At this point I was sure, the problem in hand is not related to service status nor related to the database resource utilization as the service is running and registered with listener. Further, we have adequate resource available to accept any new database connection.
I was suspecting, the listener may not be aware of the current state of the service (database resource utilization) and that is why it is blocking any connections coming for that service. I decided to check from listener log about the last time when the service status was updated by PMON.
When, I looked out for that information. I could see the service status was not updated for the first cluster instance since a long period.
##--- ##--- service_update count from listener log (for instance 1) ##--- oracle@rac01:/oraadmin/diag/tnslsnr/rac01/listener/trace: grep -i service_update listener.log | grep orpproda1 | grep 09-DEC-2015 | wc -l 0 ##-->> (PMON is not performing service update) ##--- ##--- service_update count from listener log (for instance 2) ##--- oracle@rac01:/oraadmin/diag/tnslsnr/rac01/listener/trace: grep -i service_update listener.log | grep orpproda2 | grep 09-DEC-2015 | wc -l 1696
At this point, I was almost sure that this is an issue related to dynamic registration of the service by PMON. Looks like PMON is not at all performing dynamic service registration (update) for the first instance (orpproda1).
It is possible that the database processes were exhausted at an earlier time (as indicated by the MOS note) which caused the listener to block incoming connections. However, once the resource utilization came back to normal, listener should have unblocked the service based on the current utilization report submitted by PMON; which did not happen in this case.
I just went ahead and performed that service registration on behalf of PMON (looks like he is busy with some other work, or might have forgot about the existence of listener)

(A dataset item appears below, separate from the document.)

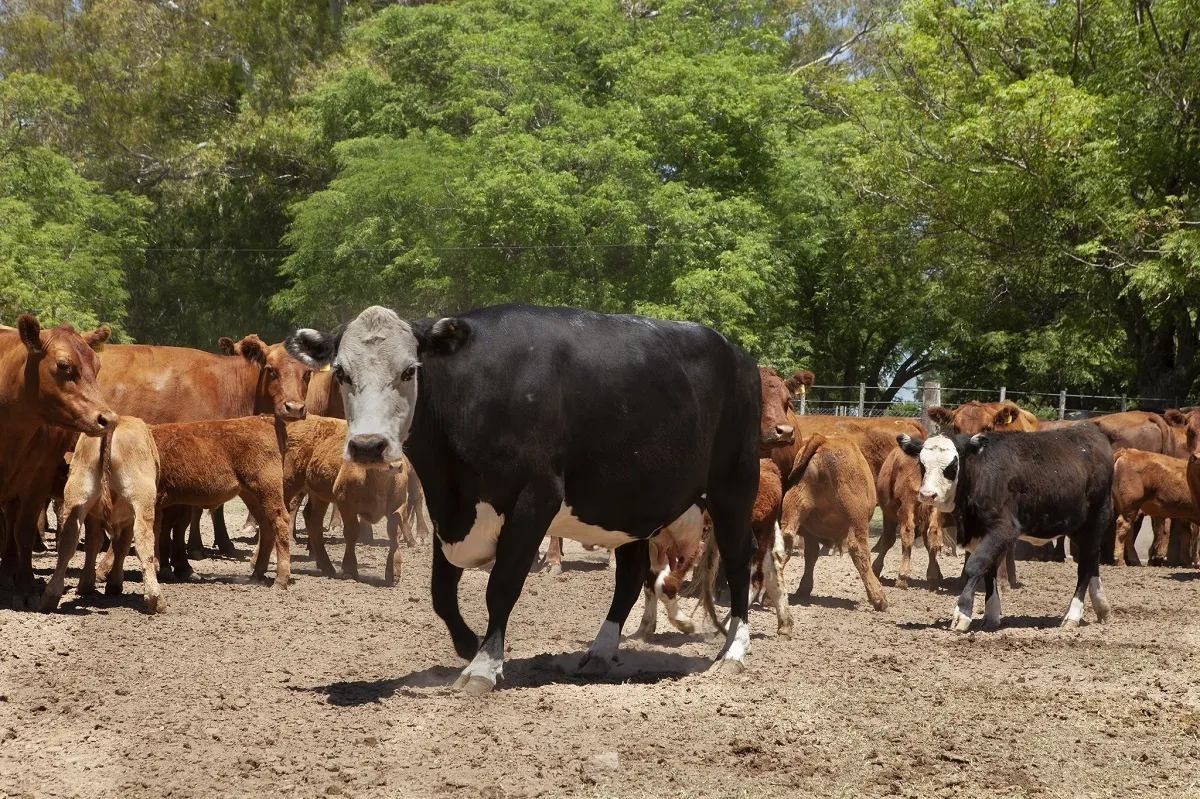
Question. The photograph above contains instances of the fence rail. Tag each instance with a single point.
(852, 401)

---// ---// manual service registration ---// SQL> alter system register; System altered. ---// ---// service state from listener ---// SQL> !lsnrctl services |grep -A 4 prod_app Service "prod_app.oraclebuffer.com" has 2 instance(s). Instance "orpproda1", status READY, has 2 handler(s) for this service... Handler(s): "DEDICATED" established:915 refused:0 state:ready ---> changed from blocked to ready REMOTE SERVER
Our problem is resolved. The moment, I registered the service, the service state changed from blocked to ready. I could also observe, PMON has recovered its memory (may be was in coma) and doing periodic dynamic service updates.

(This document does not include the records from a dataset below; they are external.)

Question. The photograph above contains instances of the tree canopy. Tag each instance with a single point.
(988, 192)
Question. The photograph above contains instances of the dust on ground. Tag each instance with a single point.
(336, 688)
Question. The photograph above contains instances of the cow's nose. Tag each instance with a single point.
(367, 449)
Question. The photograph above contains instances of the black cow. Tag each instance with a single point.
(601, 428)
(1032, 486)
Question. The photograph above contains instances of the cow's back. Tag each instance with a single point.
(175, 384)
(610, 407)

##--- ##--- service_update count from listener log (for instance 1) ##--- oracle@rac01:/oraadmin/diag/tnslsnr/rac01/listener/trace: grep -i service_update listener.log | grep orpproda1 | grep 10-DEC-2015 | wc -l 89 ##-->> (PMON is now performing periodic service update) ##--- ##--- service_update count from listener log (for instance 2) ##--- oracle@rac01:/oraadmin/diag/tnslsnr/rac01/listener/trace: grep -i service_update listener.log | grep orpproda2 | grep 10-DEC-2015 | wc -l 120
Although this issue is resolved, the root cause of this issue was related to excessive connections being made to the database. This was identified by reviewing the listener logs. Following is a hourly report providing the count of connections established to the database
By looking at this report, it is evident that the current setting for the processes parameter (1000 processes) is not adequate to handle the incoming database traffic. It seems that on many occasions the number of connections reached to the maximum allowed limit and caused the listener to block the service. However, what happened here is; although the connections were released and process count came down far below the allowed threshold, PMON did not perform the service_update and resulted in a permanent service blockage.
To address the root cause we need to increase the value of processes parameter as suggested by MOS notes, which would make room for new incoming connections and prevent blocking of services by listener.
I was interested in knowing as to why PMON was not performing the periodic service update. However, unfortunately I did not have adequate trace/logs handy to dig in to that route any further.
Hope, you find this post useful in resolving similar connection issue !